I rode in a hand made saddle years ago (a friend made it) and it put me in SUCH a great position with my legs properly underneath me. Whereas my saddle makes me have to fight and constantly reposition to keep them under me.


----------



## SnowCowgirl

thanks Drafty! might have to try a few more barrel saddles then. Like I said, I love how they look but the two I've ridden in sure did put my legs forward... which I've read they're supposed to do generally


----------



## QHriderKE

Your core puts you in the best classical position.


----------



## waresbear

An equitation saddle is probably what you are after.


----------



## Wallaby

waresbear said:


> An equitation saddle is probably what you are after.


I agree with this! I used to own an equitation saddle that was made in the '70s and it put me in the BEST position! I adored it. But unfortunately it didn't fit my mare and I did't have the fund to hold on to it and get my girl a new saddle. So I sold it. 

But it was a BigHorn, I think it's manufacture date was like 1969, and it was just great.


----------



## COWCHICK77

Something that has been brought to my attention lately, look how the fenders are hung. 
If they are flung forward like I notice some western saddles you will always battle getting your leg underneath you.


----------



## Muppetgirl

COWCHICK77 said:


> Something that has been brought to my attention lately, look how the fenders are hung.
> If they are flung forward like I notice some western saddles you will always battle getting your leg underneath you.

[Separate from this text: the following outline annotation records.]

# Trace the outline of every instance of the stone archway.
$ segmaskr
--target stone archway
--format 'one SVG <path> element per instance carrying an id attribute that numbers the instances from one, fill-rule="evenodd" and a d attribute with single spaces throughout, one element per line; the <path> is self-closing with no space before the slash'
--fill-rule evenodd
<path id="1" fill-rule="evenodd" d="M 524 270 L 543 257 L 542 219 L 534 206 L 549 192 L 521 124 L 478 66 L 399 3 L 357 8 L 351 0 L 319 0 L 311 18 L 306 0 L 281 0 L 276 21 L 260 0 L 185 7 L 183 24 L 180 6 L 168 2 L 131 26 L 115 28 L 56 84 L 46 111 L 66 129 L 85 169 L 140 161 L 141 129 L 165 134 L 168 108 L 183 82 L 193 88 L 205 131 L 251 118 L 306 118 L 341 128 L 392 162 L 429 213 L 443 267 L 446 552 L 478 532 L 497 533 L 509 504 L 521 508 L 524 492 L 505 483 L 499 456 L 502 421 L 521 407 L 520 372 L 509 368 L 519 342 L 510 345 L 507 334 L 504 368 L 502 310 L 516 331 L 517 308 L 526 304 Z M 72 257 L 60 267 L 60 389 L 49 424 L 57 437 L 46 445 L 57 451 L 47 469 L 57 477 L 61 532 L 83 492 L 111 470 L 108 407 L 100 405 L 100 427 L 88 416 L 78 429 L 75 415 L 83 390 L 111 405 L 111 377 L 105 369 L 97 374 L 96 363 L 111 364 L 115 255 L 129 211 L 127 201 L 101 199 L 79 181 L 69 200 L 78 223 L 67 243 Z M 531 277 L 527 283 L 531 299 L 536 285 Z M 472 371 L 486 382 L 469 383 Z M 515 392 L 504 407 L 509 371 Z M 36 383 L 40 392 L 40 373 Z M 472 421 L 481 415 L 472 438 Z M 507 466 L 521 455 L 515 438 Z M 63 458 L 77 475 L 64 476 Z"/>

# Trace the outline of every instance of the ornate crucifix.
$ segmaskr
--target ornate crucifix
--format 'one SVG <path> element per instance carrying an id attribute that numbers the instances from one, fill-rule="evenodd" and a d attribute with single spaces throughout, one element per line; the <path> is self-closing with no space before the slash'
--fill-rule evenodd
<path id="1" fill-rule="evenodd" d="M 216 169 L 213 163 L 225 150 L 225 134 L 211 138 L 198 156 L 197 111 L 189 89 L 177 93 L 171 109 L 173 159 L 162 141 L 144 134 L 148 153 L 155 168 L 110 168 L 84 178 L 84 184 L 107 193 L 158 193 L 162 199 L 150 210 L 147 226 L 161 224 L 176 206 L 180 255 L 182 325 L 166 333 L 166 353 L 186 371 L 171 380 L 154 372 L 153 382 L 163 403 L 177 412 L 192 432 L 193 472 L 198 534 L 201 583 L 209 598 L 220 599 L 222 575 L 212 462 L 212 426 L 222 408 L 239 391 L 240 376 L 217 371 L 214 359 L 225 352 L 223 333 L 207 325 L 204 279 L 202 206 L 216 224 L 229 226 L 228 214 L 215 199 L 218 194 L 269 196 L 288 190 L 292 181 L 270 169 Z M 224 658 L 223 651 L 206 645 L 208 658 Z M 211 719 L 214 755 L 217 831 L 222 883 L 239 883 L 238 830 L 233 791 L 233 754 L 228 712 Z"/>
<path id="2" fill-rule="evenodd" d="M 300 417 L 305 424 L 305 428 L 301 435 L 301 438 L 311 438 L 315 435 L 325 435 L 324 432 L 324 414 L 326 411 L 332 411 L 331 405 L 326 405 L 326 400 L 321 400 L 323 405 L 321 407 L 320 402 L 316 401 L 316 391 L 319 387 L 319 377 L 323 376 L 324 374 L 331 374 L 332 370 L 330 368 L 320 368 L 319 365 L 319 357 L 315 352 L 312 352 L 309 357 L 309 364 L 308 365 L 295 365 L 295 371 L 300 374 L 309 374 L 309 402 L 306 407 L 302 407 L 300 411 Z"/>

Yes for sure! That was my thoughts too. A lot of reining saddles are designed with the fenders sitting further back and they're designed to swing forward if you need you legs forward to brace.


----------



## tinyliny

the position of the stirrup bar, (the place where the fender wraps around a bar that is a part of the actual tree) has everything to do with how long a leg, and how well under you you can keep it. Too far forward, and you cannot avoid a chair seat, and will find posting really hard to do.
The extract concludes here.